Lera, I love this post! I have an assortment of fountain pens from over the years -- most of them gifts from beloveds or bosses, the occasional one a gift from me to me, a couple of them way above my pay-grade. The physical act of writing is so much more pleasant with a good pen, a nice flow of ink in a beautiful color. Yes! Let's do it; let's put fountain pens on our birthday wish lists!
Posted by: Moira | June 05, 2021 at 02:43 PM
Professional poets are the idiot bastards that the shotgun marriage of the culture factory and the book business produce.
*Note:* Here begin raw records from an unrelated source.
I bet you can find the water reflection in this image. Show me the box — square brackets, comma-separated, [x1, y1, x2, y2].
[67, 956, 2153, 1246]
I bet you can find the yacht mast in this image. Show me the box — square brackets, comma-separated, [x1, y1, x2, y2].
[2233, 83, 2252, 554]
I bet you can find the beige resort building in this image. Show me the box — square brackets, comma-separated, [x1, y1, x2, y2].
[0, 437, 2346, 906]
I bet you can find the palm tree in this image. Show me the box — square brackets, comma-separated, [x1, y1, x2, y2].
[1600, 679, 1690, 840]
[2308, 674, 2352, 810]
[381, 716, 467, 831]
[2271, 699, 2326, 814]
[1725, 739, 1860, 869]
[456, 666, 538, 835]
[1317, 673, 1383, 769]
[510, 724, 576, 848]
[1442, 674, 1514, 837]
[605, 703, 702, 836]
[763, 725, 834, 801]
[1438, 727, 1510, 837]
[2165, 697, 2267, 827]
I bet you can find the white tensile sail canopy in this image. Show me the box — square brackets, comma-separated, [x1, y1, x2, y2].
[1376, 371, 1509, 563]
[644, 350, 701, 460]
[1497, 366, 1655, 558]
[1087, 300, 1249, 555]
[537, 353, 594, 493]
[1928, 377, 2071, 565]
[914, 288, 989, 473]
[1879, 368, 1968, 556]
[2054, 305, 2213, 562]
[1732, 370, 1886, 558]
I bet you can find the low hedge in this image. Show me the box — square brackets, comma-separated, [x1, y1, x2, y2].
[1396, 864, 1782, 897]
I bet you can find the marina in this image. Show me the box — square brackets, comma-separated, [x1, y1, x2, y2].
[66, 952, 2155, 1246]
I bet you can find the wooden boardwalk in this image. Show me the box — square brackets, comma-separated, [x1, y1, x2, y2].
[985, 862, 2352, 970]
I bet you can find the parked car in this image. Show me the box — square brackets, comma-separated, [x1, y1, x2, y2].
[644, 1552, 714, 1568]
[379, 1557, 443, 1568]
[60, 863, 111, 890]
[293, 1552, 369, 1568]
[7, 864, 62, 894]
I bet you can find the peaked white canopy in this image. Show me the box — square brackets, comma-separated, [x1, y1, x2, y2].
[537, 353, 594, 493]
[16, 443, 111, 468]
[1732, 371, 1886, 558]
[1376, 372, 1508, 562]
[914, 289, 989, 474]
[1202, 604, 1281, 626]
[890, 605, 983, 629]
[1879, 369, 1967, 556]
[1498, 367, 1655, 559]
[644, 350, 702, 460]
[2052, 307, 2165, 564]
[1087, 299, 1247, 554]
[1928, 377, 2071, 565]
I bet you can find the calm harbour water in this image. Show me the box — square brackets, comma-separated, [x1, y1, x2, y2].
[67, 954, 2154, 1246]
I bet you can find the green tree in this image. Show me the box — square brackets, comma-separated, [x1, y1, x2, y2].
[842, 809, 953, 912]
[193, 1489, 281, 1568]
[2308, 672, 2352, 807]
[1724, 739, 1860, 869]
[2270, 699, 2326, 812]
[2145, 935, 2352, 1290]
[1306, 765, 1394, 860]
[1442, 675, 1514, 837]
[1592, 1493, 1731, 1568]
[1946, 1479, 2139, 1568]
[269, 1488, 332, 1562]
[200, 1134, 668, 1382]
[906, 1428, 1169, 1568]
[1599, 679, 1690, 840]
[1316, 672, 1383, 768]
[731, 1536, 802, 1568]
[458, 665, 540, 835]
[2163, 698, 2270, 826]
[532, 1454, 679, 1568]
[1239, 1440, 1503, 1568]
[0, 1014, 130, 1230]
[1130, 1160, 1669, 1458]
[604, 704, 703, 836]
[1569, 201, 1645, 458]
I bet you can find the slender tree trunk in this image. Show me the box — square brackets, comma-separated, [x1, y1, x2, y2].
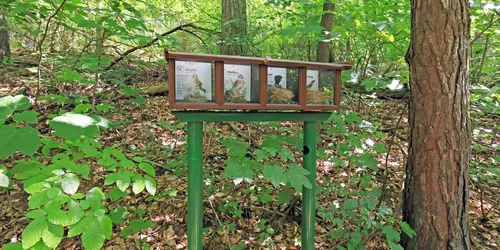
[221, 0, 247, 55]
[316, 1, 334, 63]
[0, 13, 11, 59]
[402, 0, 471, 249]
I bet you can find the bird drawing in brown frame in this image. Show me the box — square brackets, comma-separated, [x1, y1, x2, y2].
[307, 80, 315, 88]
[192, 74, 207, 94]
[231, 73, 245, 94]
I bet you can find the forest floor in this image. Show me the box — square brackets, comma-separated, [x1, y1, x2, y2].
[0, 58, 498, 249]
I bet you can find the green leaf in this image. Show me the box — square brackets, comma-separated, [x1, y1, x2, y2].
[116, 174, 130, 192]
[263, 165, 285, 188]
[26, 209, 47, 219]
[0, 172, 9, 187]
[224, 163, 253, 185]
[68, 216, 91, 237]
[374, 143, 387, 153]
[2, 242, 23, 250]
[82, 220, 105, 250]
[0, 125, 40, 157]
[22, 217, 47, 249]
[13, 110, 38, 124]
[61, 173, 80, 195]
[252, 149, 269, 161]
[279, 148, 295, 162]
[388, 241, 404, 250]
[110, 207, 130, 224]
[0, 95, 30, 111]
[109, 187, 127, 201]
[99, 216, 113, 240]
[132, 178, 146, 194]
[144, 176, 156, 195]
[383, 225, 401, 242]
[42, 223, 63, 249]
[28, 189, 49, 209]
[129, 219, 154, 233]
[277, 191, 290, 203]
[138, 162, 155, 176]
[285, 164, 311, 192]
[398, 221, 416, 238]
[221, 139, 248, 158]
[104, 173, 119, 185]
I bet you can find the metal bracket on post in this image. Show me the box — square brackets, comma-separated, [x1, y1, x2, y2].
[302, 121, 317, 250]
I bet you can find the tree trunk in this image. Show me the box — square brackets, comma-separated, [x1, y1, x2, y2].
[316, 1, 334, 63]
[402, 0, 471, 249]
[221, 0, 247, 55]
[0, 13, 11, 59]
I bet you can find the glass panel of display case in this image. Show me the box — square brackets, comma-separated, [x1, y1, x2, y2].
[175, 61, 215, 102]
[306, 69, 336, 105]
[224, 64, 260, 103]
[267, 67, 299, 104]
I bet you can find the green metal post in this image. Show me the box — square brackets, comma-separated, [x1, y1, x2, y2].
[302, 121, 317, 250]
[187, 122, 203, 250]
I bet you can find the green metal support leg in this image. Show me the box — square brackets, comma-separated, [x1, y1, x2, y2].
[187, 122, 203, 250]
[302, 121, 317, 250]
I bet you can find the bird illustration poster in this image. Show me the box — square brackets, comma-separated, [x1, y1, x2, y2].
[224, 64, 251, 101]
[175, 61, 212, 101]
[306, 70, 319, 90]
[267, 67, 287, 88]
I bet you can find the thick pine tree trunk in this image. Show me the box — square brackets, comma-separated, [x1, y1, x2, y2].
[402, 0, 471, 249]
[0, 13, 10, 59]
[316, 2, 334, 63]
[221, 0, 247, 55]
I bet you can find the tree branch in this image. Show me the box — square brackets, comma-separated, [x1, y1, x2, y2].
[105, 23, 207, 70]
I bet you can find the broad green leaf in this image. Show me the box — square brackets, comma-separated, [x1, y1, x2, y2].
[28, 189, 49, 209]
[263, 165, 285, 188]
[0, 172, 9, 187]
[26, 209, 47, 219]
[46, 209, 67, 226]
[22, 217, 47, 249]
[277, 191, 290, 203]
[104, 173, 119, 185]
[2, 242, 23, 250]
[42, 223, 63, 249]
[0, 125, 40, 157]
[383, 225, 401, 242]
[138, 162, 155, 176]
[285, 164, 311, 192]
[224, 163, 253, 185]
[398, 221, 416, 238]
[0, 95, 30, 111]
[388, 242, 404, 250]
[252, 149, 269, 161]
[13, 110, 38, 124]
[132, 178, 145, 194]
[221, 139, 248, 158]
[82, 220, 105, 250]
[144, 176, 156, 195]
[99, 215, 113, 239]
[109, 188, 127, 201]
[279, 148, 295, 162]
[61, 173, 80, 195]
[68, 216, 91, 237]
[116, 174, 130, 192]
[129, 219, 154, 233]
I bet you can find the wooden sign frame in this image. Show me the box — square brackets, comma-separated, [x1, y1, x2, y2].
[165, 49, 352, 111]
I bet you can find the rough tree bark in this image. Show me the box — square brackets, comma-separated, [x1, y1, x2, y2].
[0, 13, 10, 59]
[316, 1, 334, 63]
[402, 0, 471, 249]
[221, 0, 247, 55]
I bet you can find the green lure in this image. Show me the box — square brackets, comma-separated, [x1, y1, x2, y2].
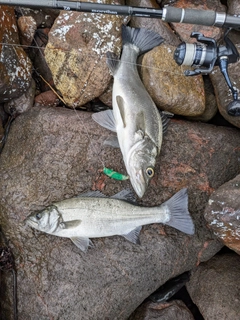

The marriage is the result of the public shaming of Random House CEO Bennett Cerf and his Famous Writer's School in 1970. Since then, more than 800 colleges and universities have implemented writing programs, and begun to coin professional poets.
As a born poet, who loathes all waste, I reverted to fountain pens, which I had cut my teeth on in grammar school, only a few months ago. The only approbation poets require comes from family and friends.